Dewan pleaded guilty to four charges under the Food Safety Act and one charge under the Consumer Protection from Unfair Trading Regulations 2008 for falsely describing food at the restaurant.
The court sentenced Dewan, fining her £500 for each of the Food Safety Act charges and no separate penalty for the Consumer Protection charge. The court stated that they had given credit to the early plea entered by Dewan and reduced the fine from £750 to £500 for the Food Safety Act charges.
The court also imposed a £50 victim surcharge and ordered her to pay full prosecution costs of £5,380, bringing the fine and total costs to £7,430.
Cllr Jonathan Wilkinson, Cabinet Member for Trading Standards, said: "We must protect the public from false descriptions and support businesses that comply. Our trading standards team will act on intelligence to investigate businesses and, when in the public interest, pursue matters at court.
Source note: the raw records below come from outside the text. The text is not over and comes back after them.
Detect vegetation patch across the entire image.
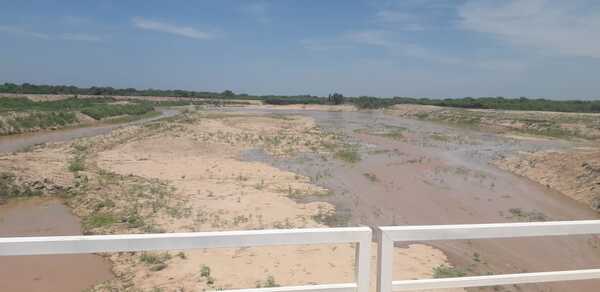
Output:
[83,213,119,230]
[508,208,548,222]
[334,148,362,163]
[433,264,467,278]
[0,172,42,201]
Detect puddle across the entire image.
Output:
[0,198,113,292]
[0,109,179,153]
[237,110,600,291]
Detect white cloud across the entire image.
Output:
[342,30,394,47]
[0,25,51,40]
[375,9,425,31]
[60,33,102,42]
[0,25,102,42]
[132,17,214,40]
[458,0,600,58]
[241,1,271,23]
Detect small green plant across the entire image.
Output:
[200,265,210,278]
[433,264,467,278]
[256,276,280,288]
[363,172,379,182]
[83,213,118,230]
[334,149,361,163]
[69,155,85,172]
[150,263,167,272]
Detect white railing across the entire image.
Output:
[376,220,600,292]
[0,227,371,292]
[0,220,600,292]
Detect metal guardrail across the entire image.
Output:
[0,220,600,292]
[0,227,371,292]
[376,220,600,292]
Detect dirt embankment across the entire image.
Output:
[0,112,464,291]
[386,105,600,140]
[494,148,600,211]
[387,105,600,211]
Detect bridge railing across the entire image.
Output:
[0,227,371,292]
[0,220,600,292]
[376,220,600,292]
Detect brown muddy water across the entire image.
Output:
[236,110,600,291]
[0,109,600,291]
[0,109,179,292]
[0,198,113,292]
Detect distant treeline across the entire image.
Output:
[392,97,600,113]
[0,83,600,113]
[0,97,154,120]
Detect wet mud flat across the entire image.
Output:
[0,198,113,292]
[238,110,600,291]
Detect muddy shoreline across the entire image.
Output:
[0,108,600,291]
[236,111,600,291]
[0,197,114,292]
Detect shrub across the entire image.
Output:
[433,264,467,278]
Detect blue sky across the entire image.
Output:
[0,0,600,99]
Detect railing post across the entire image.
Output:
[375,227,394,292]
[354,230,371,292]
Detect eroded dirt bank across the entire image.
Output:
[232,106,600,291]
[0,111,462,291]
[0,198,113,292]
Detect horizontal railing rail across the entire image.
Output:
[376,220,600,292]
[0,227,371,292]
[0,220,600,292]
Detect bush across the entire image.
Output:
[433,265,467,278]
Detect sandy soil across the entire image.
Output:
[0,93,262,105]
[0,112,462,291]
[250,104,357,112]
[494,148,600,210]
[386,104,600,140]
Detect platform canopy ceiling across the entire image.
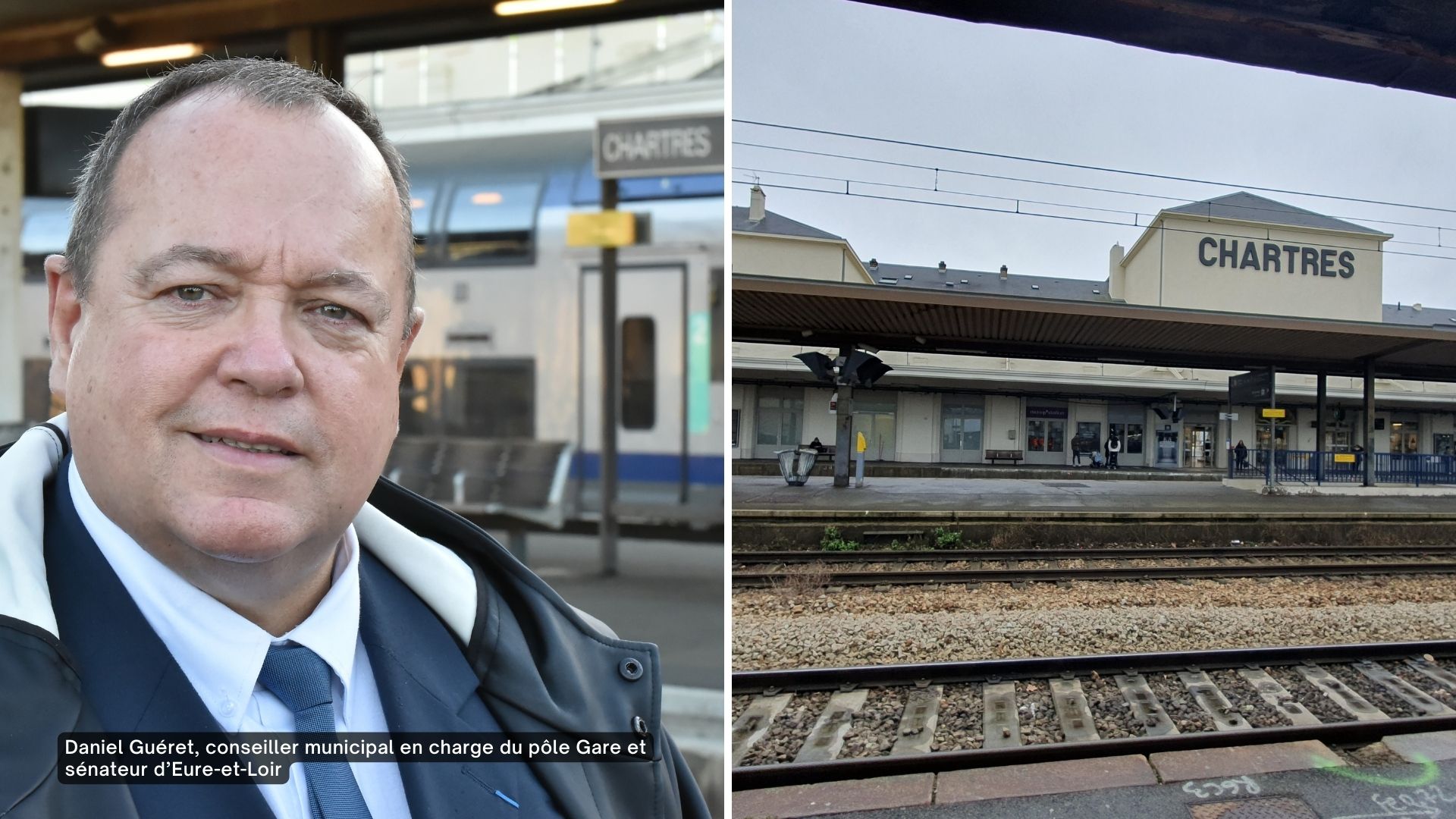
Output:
[0,0,722,90]
[733,275,1456,381]
[861,0,1456,98]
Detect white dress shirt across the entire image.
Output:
[70,457,410,819]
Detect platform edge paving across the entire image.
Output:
[733,774,935,819]
[1380,732,1456,762]
[1147,739,1345,783]
[935,754,1157,805]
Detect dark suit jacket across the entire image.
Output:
[46,460,556,819]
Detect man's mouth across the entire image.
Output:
[192,433,299,456]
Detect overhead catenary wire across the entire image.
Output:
[734,118,1456,213]
[734,140,1456,236]
[734,166,1456,249]
[733,179,1456,261]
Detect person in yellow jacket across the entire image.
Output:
[855,431,869,490]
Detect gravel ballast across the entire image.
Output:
[733,577,1456,670]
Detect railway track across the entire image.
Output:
[733,545,1456,587]
[733,640,1456,790]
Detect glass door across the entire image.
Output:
[940,403,986,463]
[753,388,804,457]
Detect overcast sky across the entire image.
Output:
[733,0,1456,307]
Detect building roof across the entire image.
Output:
[733,207,845,242]
[864,261,1112,302]
[733,274,1456,381]
[1163,191,1391,239]
[864,261,1456,329]
[1380,305,1456,329]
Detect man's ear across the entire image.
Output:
[46,255,82,400]
[394,307,425,373]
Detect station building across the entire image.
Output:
[731,188,1456,469]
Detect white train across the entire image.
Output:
[22,99,723,526]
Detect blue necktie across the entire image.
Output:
[258,645,370,819]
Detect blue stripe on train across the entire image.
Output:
[571,452,723,487]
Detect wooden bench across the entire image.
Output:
[986,449,1022,463]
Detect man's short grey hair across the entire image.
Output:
[65,57,418,338]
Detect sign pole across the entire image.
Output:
[1264,367,1279,488]
[597,179,622,577]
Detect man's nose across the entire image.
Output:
[217,303,303,398]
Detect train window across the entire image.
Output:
[410,182,435,262]
[446,182,541,264]
[708,267,723,381]
[20,196,71,281]
[444,359,536,438]
[573,165,723,206]
[622,316,657,430]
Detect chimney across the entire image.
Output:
[1106,245,1127,300]
[748,185,766,224]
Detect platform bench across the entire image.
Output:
[986,449,1022,463]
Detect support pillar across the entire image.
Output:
[0,71,25,428]
[834,347,855,488]
[1361,359,1374,487]
[1315,372,1328,484]
[288,27,344,83]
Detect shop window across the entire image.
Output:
[1027,419,1067,452]
[20,196,71,282]
[1391,421,1421,455]
[410,182,435,265]
[1106,424,1143,455]
[755,388,804,446]
[622,316,657,430]
[1122,424,1143,455]
[446,182,541,264]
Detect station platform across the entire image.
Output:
[733,474,1451,510]
[733,732,1456,819]
[733,457,1228,481]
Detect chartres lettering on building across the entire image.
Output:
[1198,236,1356,278]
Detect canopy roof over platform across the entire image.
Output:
[733,275,1456,381]
[861,0,1456,96]
[0,0,722,90]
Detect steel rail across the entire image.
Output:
[733,640,1456,791]
[733,640,1456,688]
[733,561,1456,588]
[733,714,1456,791]
[733,544,1456,566]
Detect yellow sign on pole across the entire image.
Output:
[566,210,636,248]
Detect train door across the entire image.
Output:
[576,264,689,507]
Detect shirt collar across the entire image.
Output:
[70,457,359,732]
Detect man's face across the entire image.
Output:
[48,92,418,566]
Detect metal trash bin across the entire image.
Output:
[774,446,818,487]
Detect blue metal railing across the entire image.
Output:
[1228,449,1456,487]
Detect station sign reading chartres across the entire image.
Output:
[1198,236,1356,278]
[592,114,723,179]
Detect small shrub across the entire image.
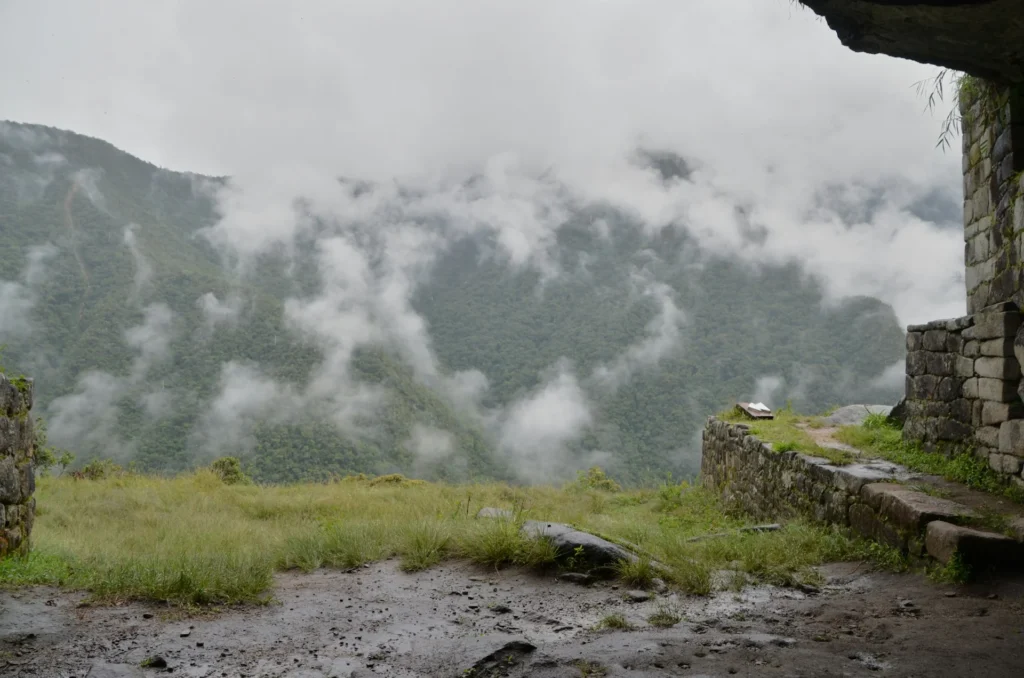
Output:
[400,522,452,573]
[567,466,623,493]
[370,473,424,488]
[72,459,125,480]
[615,558,657,589]
[210,457,252,485]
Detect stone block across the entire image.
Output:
[988,452,1024,475]
[945,397,972,424]
[978,337,1019,364]
[0,457,22,504]
[934,377,964,402]
[964,315,1021,339]
[962,256,996,292]
[906,375,937,400]
[994,419,1024,457]
[906,350,935,377]
[860,482,976,533]
[974,422,1010,448]
[925,520,1022,569]
[925,351,954,377]
[965,357,1021,380]
[978,377,1018,402]
[928,413,974,442]
[981,400,1024,426]
[946,353,975,378]
[923,330,948,351]
[961,377,978,398]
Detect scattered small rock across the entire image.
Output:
[141,654,167,669]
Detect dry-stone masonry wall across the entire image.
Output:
[903,81,1024,484]
[961,85,1024,313]
[903,302,1024,483]
[0,374,36,558]
[700,417,1024,568]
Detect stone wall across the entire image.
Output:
[700,417,1024,569]
[961,84,1024,313]
[903,302,1024,483]
[0,374,36,558]
[903,80,1024,483]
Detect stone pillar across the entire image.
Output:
[961,80,1024,313]
[0,374,36,558]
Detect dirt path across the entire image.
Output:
[65,181,92,323]
[0,562,1024,678]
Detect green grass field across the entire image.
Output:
[0,470,897,606]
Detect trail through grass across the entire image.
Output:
[0,470,897,605]
[716,408,853,466]
[836,415,1024,503]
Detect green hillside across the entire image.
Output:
[0,123,903,481]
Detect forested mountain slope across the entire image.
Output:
[0,123,903,481]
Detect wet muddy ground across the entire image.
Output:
[0,562,1024,678]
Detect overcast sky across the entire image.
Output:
[0,0,964,322]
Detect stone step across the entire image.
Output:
[860,482,977,534]
[925,520,1024,570]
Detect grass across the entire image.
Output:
[716,408,853,466]
[836,415,1024,503]
[0,470,905,606]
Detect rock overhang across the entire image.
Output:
[801,0,1024,85]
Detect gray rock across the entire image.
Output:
[0,457,22,504]
[925,520,1022,568]
[522,520,638,565]
[823,405,893,426]
[886,396,906,426]
[558,573,594,586]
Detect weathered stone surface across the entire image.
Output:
[522,520,637,565]
[961,378,978,398]
[988,452,1021,475]
[978,377,1019,402]
[964,315,1021,340]
[925,520,1021,568]
[947,353,980,378]
[974,422,1009,448]
[0,374,36,558]
[981,400,1024,426]
[860,483,975,532]
[974,357,1021,380]
[965,337,1020,358]
[995,419,1024,457]
[906,350,935,377]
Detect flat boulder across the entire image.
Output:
[522,520,638,566]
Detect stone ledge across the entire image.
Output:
[925,520,1024,569]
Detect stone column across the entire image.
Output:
[0,374,36,558]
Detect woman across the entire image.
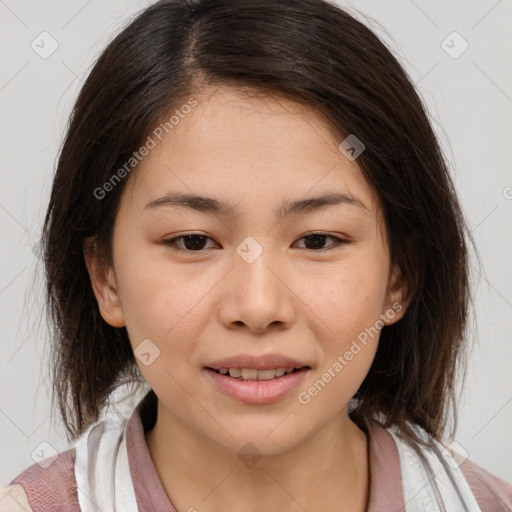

"The provenance of the food we eat is increasingly important to consumers; it's vital that if food is described as being locally sourced, consumers can purchase this with complete confidence."
Clive Jones, the council's Professional Lead for Trading Standards, Community Safety and Emergency Planning, said: "I commend our officers for the way they have conducted themselves over this complex investigation. Businesses have to get their descriptions correct and must not mislead consumers by false descriptions, otherwise they could end up being in breach of important fair trading and food safety regulations."